Local Bonds’ Demanding Investor Dissection
Amid relentless local bond outflows since mid-year 2013 from foreign investors with large ownership stakes, an IMF working paper strives to gauge “demand-side risks” through a detailed buyer breakdown in 25 countries. It stipulates that on the supply side public debt managers have succeeded in extending maturities and shifting from floating to fixed rates but they have “less control” over holders who freely trade in secondary markets. The study aggregates official and commercial data to construct a comprehensive profile of bank and non-bank participation in the half trillion dollars allocated to domestic sovereign paper from 2010-12 during zero-rate advanced economy monetary policies.
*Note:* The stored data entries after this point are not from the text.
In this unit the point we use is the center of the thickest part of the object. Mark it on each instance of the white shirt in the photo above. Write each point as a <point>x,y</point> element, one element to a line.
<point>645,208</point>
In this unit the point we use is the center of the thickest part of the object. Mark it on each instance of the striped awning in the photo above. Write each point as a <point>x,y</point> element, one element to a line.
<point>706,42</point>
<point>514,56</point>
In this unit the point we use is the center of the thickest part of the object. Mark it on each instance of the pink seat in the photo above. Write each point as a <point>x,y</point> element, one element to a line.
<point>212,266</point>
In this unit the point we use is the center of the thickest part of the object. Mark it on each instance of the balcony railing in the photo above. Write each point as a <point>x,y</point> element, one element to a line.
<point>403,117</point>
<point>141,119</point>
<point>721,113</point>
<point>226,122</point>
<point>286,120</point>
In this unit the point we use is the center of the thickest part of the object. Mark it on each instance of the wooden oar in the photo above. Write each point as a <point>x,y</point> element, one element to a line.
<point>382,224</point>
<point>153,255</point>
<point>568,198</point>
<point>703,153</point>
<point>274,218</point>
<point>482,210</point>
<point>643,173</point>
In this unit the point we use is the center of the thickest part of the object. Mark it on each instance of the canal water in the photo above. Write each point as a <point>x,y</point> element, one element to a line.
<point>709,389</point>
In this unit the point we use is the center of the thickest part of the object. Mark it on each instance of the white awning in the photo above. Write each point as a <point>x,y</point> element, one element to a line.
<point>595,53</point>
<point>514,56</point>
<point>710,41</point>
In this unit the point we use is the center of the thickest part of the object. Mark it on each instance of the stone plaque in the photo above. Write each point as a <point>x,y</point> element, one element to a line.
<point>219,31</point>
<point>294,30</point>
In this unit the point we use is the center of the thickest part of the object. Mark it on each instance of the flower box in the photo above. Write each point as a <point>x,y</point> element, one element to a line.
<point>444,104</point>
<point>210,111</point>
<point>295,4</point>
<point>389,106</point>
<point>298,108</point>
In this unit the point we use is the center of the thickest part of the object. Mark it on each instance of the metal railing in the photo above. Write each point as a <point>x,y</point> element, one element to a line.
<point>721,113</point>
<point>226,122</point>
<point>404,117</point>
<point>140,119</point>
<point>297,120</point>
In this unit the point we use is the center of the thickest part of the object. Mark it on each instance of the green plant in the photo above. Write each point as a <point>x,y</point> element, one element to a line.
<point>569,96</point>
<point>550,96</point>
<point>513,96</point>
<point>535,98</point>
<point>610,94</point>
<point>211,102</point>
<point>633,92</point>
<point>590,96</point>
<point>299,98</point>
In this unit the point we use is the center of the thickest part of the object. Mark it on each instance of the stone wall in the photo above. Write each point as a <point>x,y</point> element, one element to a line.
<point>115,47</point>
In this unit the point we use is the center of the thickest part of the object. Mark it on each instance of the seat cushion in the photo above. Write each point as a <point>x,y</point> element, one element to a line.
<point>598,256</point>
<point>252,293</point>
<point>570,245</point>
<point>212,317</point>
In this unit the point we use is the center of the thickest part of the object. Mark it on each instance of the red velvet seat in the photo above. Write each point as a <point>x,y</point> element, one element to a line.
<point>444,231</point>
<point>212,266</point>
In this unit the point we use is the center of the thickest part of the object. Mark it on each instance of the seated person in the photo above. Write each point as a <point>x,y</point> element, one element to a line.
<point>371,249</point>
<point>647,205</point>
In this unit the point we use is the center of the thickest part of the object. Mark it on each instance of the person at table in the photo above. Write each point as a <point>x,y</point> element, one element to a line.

It then simulates withdrawal shocks to assess liquidity and liability outcomes and their borrowing cost implications especially as long-term “real money” exits the mix. Sources include Eurostat, the BIS, IMF-World Bank and national central bank and finance ministry reporting available at regular intervals to approach the frequency of EPFR and other fund industry providers. Only gross debt at face value is measured outside of guarantees, derivatives and contingent obligations, and results are reconciled with the Fund’s reserve and portfolio manager surveys. The cumulative foreign-held share is estimated at $1 trillion, 80 percent from mainly private asset directors and only $40-80 billion from central banks limited to prime-quality exposure in a half-dozen destinations including the BRICS other than India and Brazil along with Malaysia, Mexico and Poland. Average emerging market international stakes are 25 percent, 10 percent below industrial country counterparts, but the portion has jumped with investment-grade status reaching one-third the sample including mid-size destinations like Colombia and Peru. During the 2008-09 crisis a “relatively modest” $50 billion left mostly in Central Europe where Hungary, Latvia and Romania received bilateral and multilateral rescues. After this episode economic fundamentals recovered to resume inflows, but “yield search” was also an overriding factor, according to the analysis. Since the domestic bank purchases have declined notably in Asia and Latin America, although government securities are over one-fifth of assets in Argentina and India and more than 15 percent in Brazil, China, Philippines and Turkey.
Under stress scenarios rollover difficulties could affect Hungary with tough conditions while a wider panic would affect Indonesia and Turkey. Colombia, Poland and Mexico have backup Fund liquidity for support, but yields could spike elsewhere especially with currency depreciation and banks under pressure as well from corporate and household weakness. In June 2013 foreign investors were most overweight Mexico at 5 percent over the GBI-EM component and underweight Russia and Thailand. The latest consensus Wall Street views muffle Mexican excitement on 3 percent GDP growth and the meandering energy reform implementation path over the coming months as Pemex faces additional scrutiny over its ties with a bankrupt maritime service supplier. Russia’s central bank revealed $1.5 billion in outflows from the 20 percent overseas control around the Crimea confrontation, while Thailand’s numbers have been steady despite protestors’ unmet administration dismissal demands.